Initial commit: Korean voice-cloning TTS prototype

FastAPI backend, web UI, CosyVoice3/F5-TTS setup scripts, and handoff docs for GPU PC continuation. Co-authored-by: Cursor <cursoragent@cursor.com>
2026-06-04 13:36:37 +09:00
commit 7101fdcd65
36 changed files with 1937 additions and 0 deletions
--- a/scripts/setup_cosyvoice.sh
+++ b/scripts/setup_cosyvoice.sh
@@ -0,0 +1,38 @@
+#!/usr/bin/env bash
+# CosyVoice3 전용 venv + 레포 클론 + 모델 다운로드
+set -euo pipefail
+
+ROOT="$(cd "$(dirname "${BASH_SOURCE[0]}")/.." && pwd)"
+VENV="$ROOT/.venvs/cosyvoice"
+REPO="$ROOT/external/CosyVoice"
+MODEL_DIR="$ROOT/models/Fun-CosyVoice3-0.5B"
+
+mkdir -p "$ROOT/external" "$ROOT/models"
+
+if [[ ! -d "$REPO/.git" ]]; then
+  echo "CosyVoice 레포 클론..."
+  git clone --recursive https://github.com/FunAudioLLM/CosyVoice.git "$REPO"
+  cd "$REPO"
+  git submodule update --init --recursive
+else
+  echo "CosyVoice 레포 이미 존재: $REPO"
+fi
+
+python3 -m venv "$VENV"
+"$VENV/bin/pip" install -U pip wheel
+"$VENV/bin/pip" install torch torchaudio --index-url https://download.pytorch.org/whl/cu124
+"$VENV/bin/pip" install -r "$REPO/requirements.txt"
+"$VENV/bin/pip" install huggingface_hub modelscope
+
+echo "CosyVoice3 모델 다운로드 (Hugging Face)..."

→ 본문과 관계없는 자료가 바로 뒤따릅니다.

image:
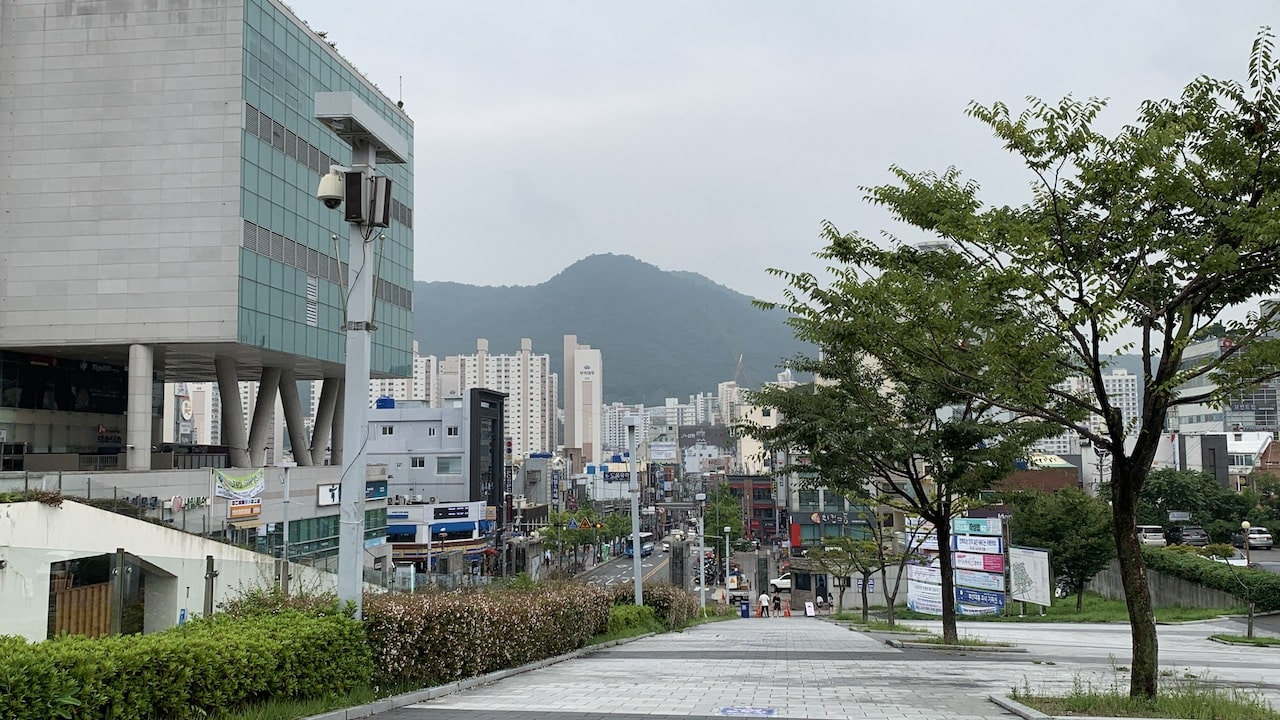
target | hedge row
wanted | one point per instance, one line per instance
(672, 605)
(1264, 588)
(438, 637)
(187, 671)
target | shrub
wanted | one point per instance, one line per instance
(629, 616)
(187, 671)
(1264, 588)
(672, 605)
(438, 637)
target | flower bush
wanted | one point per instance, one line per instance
(672, 605)
(188, 671)
(437, 637)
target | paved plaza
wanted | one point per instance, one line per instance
(812, 668)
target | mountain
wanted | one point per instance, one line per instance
(659, 333)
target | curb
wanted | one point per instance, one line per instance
(414, 697)
(960, 647)
(1032, 714)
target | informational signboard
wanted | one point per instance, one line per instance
(1029, 575)
(970, 601)
(977, 525)
(978, 561)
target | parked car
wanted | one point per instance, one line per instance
(1260, 538)
(1152, 536)
(1237, 559)
(1187, 534)
(781, 583)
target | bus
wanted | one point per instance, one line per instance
(647, 545)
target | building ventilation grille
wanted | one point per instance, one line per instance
(275, 135)
(315, 264)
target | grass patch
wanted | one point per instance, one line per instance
(1243, 639)
(295, 709)
(1191, 698)
(963, 641)
(1096, 609)
(883, 627)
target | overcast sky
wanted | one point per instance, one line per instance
(716, 136)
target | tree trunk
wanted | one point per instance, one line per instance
(1144, 666)
(865, 602)
(949, 587)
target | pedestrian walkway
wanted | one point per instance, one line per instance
(755, 668)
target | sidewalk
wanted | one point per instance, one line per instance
(777, 668)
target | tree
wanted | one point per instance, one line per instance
(1073, 527)
(1138, 241)
(844, 556)
(868, 428)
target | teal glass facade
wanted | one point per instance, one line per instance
(291, 270)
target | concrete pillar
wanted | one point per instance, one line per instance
(233, 413)
(293, 418)
(137, 436)
(339, 417)
(264, 409)
(330, 390)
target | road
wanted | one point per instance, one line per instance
(618, 570)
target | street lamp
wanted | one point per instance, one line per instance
(1248, 563)
(727, 531)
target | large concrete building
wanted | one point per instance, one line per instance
(160, 223)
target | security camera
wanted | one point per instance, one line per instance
(332, 190)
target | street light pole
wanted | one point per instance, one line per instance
(636, 550)
(1248, 563)
(727, 529)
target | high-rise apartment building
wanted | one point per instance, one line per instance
(528, 381)
(584, 400)
(209, 259)
(1124, 393)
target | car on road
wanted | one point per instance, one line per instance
(1187, 534)
(1237, 559)
(781, 583)
(1152, 536)
(1260, 538)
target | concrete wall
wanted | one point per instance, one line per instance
(1165, 591)
(122, 172)
(32, 536)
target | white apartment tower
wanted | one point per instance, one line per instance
(584, 399)
(423, 384)
(526, 378)
(1121, 388)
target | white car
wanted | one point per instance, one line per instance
(1152, 536)
(781, 583)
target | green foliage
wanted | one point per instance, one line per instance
(1155, 233)
(1073, 525)
(187, 671)
(673, 607)
(1258, 586)
(624, 618)
(438, 637)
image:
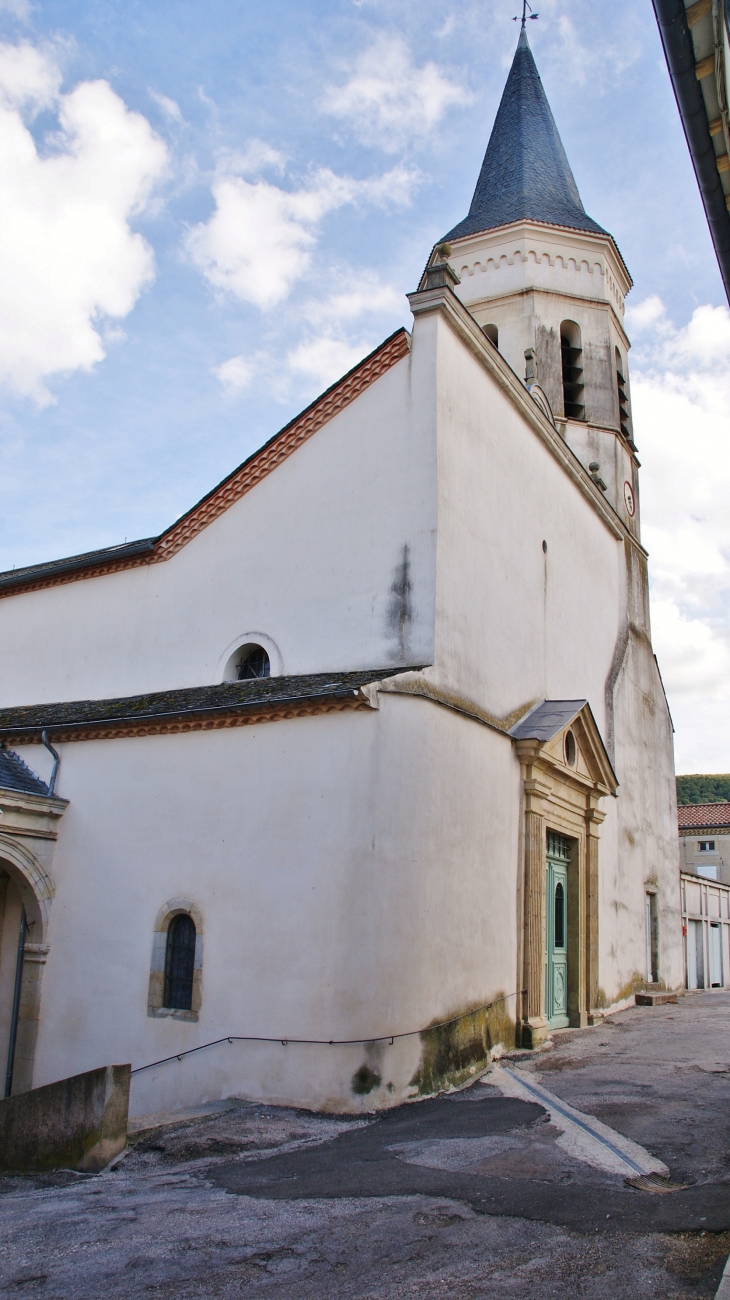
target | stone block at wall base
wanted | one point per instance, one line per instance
(74, 1123)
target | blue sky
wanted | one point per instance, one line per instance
(211, 211)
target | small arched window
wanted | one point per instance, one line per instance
(572, 359)
(559, 915)
(179, 962)
(624, 415)
(253, 663)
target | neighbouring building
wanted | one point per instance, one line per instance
(696, 46)
(705, 927)
(365, 763)
(704, 840)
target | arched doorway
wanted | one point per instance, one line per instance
(25, 897)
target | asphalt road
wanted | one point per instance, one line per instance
(468, 1196)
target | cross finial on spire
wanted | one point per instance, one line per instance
(525, 14)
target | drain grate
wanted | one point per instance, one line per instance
(654, 1183)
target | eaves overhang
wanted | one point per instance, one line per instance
(231, 703)
(679, 53)
(153, 550)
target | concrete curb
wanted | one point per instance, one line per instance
(724, 1288)
(582, 1136)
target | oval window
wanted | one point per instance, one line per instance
(253, 663)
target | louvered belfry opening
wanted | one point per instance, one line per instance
(624, 416)
(572, 359)
(179, 963)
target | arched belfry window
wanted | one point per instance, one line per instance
(572, 359)
(624, 414)
(179, 962)
(253, 662)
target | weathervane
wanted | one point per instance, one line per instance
(525, 14)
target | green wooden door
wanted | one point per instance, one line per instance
(556, 937)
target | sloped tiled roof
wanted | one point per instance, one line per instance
(547, 719)
(152, 550)
(702, 817)
(16, 775)
(525, 173)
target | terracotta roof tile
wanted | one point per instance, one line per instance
(700, 817)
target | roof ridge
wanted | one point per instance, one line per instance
(256, 467)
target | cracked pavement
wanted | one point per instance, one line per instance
(466, 1196)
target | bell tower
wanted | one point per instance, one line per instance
(547, 284)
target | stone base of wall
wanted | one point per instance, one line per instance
(74, 1123)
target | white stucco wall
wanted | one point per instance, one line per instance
(515, 623)
(356, 875)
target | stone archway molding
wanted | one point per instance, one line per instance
(35, 887)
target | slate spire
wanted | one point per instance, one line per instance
(525, 173)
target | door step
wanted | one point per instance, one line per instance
(655, 999)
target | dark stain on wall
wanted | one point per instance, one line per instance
(364, 1080)
(451, 1054)
(400, 610)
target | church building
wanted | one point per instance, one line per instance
(361, 771)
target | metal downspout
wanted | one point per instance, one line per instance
(56, 761)
(14, 1015)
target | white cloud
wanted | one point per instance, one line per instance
(169, 107)
(681, 398)
(389, 102)
(326, 359)
(68, 256)
(357, 297)
(235, 373)
(260, 238)
(582, 61)
(18, 8)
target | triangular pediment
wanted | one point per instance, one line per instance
(569, 740)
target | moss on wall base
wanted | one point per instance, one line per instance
(451, 1054)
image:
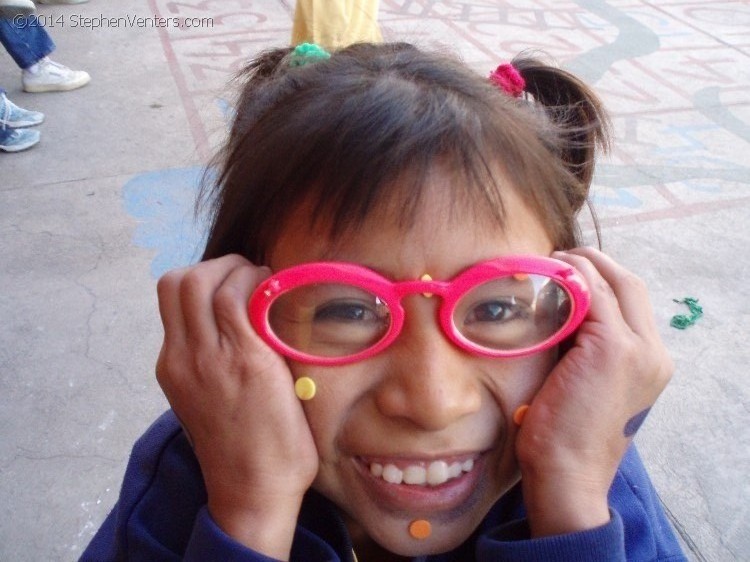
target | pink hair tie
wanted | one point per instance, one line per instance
(507, 77)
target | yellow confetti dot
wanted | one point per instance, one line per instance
(305, 388)
(426, 277)
(420, 529)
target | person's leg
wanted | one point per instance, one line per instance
(27, 44)
(12, 139)
(61, 1)
(10, 9)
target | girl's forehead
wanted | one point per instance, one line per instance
(442, 239)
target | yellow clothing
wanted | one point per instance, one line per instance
(336, 23)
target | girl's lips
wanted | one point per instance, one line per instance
(447, 492)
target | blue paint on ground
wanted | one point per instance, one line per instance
(163, 203)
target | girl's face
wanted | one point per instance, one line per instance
(422, 403)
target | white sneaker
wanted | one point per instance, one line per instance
(16, 140)
(51, 76)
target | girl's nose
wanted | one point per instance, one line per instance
(430, 382)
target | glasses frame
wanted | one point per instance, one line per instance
(392, 292)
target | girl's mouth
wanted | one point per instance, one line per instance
(421, 485)
(434, 473)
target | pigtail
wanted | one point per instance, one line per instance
(577, 113)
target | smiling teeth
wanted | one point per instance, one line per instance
(434, 474)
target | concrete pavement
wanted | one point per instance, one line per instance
(91, 217)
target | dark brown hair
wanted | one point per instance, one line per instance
(349, 134)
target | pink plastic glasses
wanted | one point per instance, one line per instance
(332, 313)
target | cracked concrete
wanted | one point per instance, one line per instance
(90, 218)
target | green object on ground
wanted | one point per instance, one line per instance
(682, 321)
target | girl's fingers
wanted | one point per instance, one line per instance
(604, 304)
(196, 293)
(170, 309)
(629, 291)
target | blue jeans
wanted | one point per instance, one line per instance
(26, 44)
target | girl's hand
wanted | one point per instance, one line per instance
(235, 398)
(581, 422)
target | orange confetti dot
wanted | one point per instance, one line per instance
(420, 529)
(519, 414)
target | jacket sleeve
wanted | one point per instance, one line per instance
(161, 513)
(638, 529)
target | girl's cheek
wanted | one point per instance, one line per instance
(517, 381)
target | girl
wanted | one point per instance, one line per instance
(394, 347)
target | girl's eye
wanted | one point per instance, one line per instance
(345, 312)
(499, 310)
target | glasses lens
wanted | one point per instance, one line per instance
(513, 312)
(329, 320)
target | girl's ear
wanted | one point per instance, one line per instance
(575, 110)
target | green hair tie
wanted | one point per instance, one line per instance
(305, 53)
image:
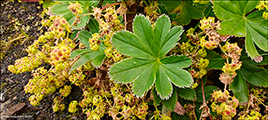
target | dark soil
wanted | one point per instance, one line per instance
(20, 20)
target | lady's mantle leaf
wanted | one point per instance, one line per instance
(254, 75)
(148, 66)
(215, 60)
(235, 22)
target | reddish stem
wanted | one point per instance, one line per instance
(204, 98)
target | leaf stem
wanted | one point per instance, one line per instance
(204, 98)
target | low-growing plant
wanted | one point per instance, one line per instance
(122, 71)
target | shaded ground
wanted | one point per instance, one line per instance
(19, 27)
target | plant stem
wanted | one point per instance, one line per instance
(125, 19)
(204, 98)
(85, 15)
(110, 5)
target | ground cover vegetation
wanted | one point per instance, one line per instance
(149, 59)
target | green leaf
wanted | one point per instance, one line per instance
(84, 37)
(79, 52)
(239, 21)
(148, 66)
(240, 88)
(171, 102)
(215, 60)
(188, 94)
(93, 25)
(208, 90)
(170, 5)
(95, 56)
(255, 75)
(189, 11)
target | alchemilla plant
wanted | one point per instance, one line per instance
(172, 60)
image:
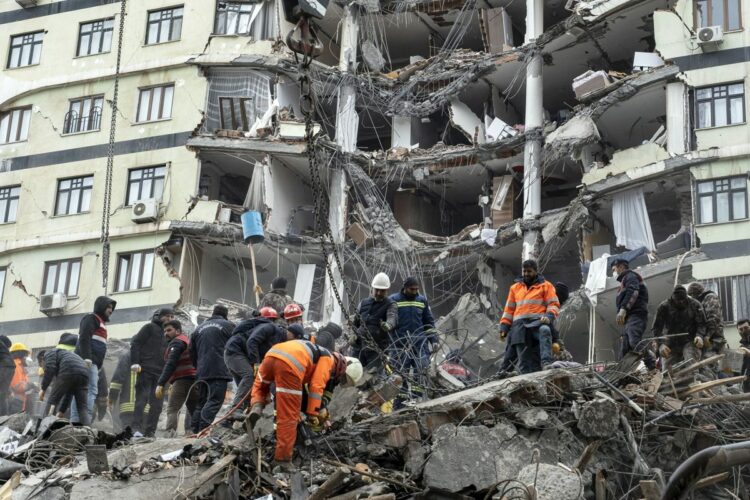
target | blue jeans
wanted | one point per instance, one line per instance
(91, 399)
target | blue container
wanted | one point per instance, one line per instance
(252, 227)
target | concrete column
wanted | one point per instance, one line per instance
(534, 121)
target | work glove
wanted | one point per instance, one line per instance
(621, 316)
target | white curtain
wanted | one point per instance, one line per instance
(630, 217)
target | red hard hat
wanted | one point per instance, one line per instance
(269, 312)
(292, 311)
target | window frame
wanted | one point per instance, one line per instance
(66, 288)
(104, 30)
(25, 113)
(4, 216)
(150, 90)
(139, 181)
(699, 196)
(81, 189)
(727, 97)
(128, 276)
(725, 11)
(34, 45)
(149, 22)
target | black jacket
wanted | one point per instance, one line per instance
(147, 348)
(207, 348)
(632, 294)
(62, 363)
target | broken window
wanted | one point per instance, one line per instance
(84, 115)
(155, 103)
(720, 105)
(25, 50)
(74, 195)
(134, 270)
(164, 25)
(62, 276)
(722, 200)
(145, 183)
(9, 203)
(14, 125)
(95, 37)
(724, 13)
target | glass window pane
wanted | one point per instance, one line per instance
(706, 209)
(739, 205)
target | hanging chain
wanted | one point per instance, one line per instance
(106, 209)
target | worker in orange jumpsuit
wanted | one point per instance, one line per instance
(291, 365)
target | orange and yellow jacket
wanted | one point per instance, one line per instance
(313, 364)
(530, 302)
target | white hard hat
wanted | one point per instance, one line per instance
(381, 281)
(354, 370)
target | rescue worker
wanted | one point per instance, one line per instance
(277, 296)
(71, 376)
(7, 370)
(290, 366)
(715, 340)
(207, 353)
(122, 394)
(179, 373)
(20, 384)
(376, 317)
(147, 361)
(413, 339)
(92, 347)
(680, 313)
(250, 341)
(632, 311)
(532, 306)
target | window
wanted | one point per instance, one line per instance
(145, 183)
(720, 105)
(84, 115)
(722, 200)
(14, 125)
(134, 270)
(62, 276)
(164, 25)
(74, 195)
(25, 49)
(724, 13)
(9, 203)
(155, 103)
(95, 37)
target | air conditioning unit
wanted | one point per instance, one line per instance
(53, 304)
(710, 37)
(145, 211)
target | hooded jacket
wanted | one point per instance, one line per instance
(207, 348)
(148, 346)
(92, 333)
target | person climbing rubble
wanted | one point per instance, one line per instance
(680, 314)
(147, 361)
(207, 353)
(530, 308)
(179, 373)
(412, 341)
(290, 366)
(632, 311)
(376, 317)
(71, 376)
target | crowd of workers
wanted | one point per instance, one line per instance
(271, 352)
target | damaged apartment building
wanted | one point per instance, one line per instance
(451, 140)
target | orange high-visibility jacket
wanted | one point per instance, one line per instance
(530, 302)
(312, 363)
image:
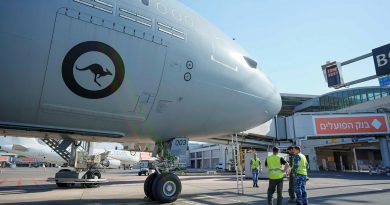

+"$VENV/bin/python" - <<PY
+from huggingface_hub import snapshot_download
+snapshot_download(
+    'FunAudioLLM/Fun-CosyVoice3-0.5B-2512',
+    local_dir='$MODEL_DIR',
+)
+print('Model saved to $MODEL_DIR')
+PY
+
+echo "CosyVoice venv 준비 완료: $VENV"
+echo "테스트: $VENV/bin/python $ROOT/scripts/workers/cosy_infer.py --help"